Os gols do Nacional sairam em falhas da defesa do Vasco. Dedé, que normalmente joga muito, não estava tão bem ontem e abriu o placar para os visitantes com um gol contra. Do outro lado Rodolfo tentou sair jogando e perdeu a bola que resultou no segundo tento da equipe de Montevidéu.
Cristóvão tirou Max, que fazia uma partida não menos que razoável, e colocou Fellipe Bastos na lateral direita, o que piorou ainda mais o time por aquele setor. Por ironia, o gol do Vasco saiu por ali, mas Fellipe não estava na jogada. Juninho tabelou com Diego e deu um passe na medida para Alecsandro, livre na área, fazer o gol cruz-maltino.

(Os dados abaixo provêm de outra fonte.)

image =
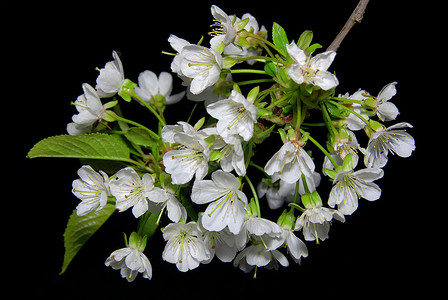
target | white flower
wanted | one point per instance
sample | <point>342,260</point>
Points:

A entrada de Tenório no lugar de Felipe melhorou o time. O equatoriano mostrou muita garra e bom jogo, que pode dá-lo a vaga de titular da equipe. Ele ainda fez um gol, bem anulado pelo árbitro. Apesar da pressão final o jogo terminou mesmo com vitória dos uruguaios.
Para os vascaínos, fica a experiência e a certeza de que não perderam para qualquer equipe. Perderam para um time que disputa a Libertadores a duas decadas em sequência e que já tem três titulos do torneio. Fica também a certeza que a equipe melhorará com a volta do lado direito, que estava ausente ontem, e do bom futebol que a equipe demostrou ano passado, que também não compareceu.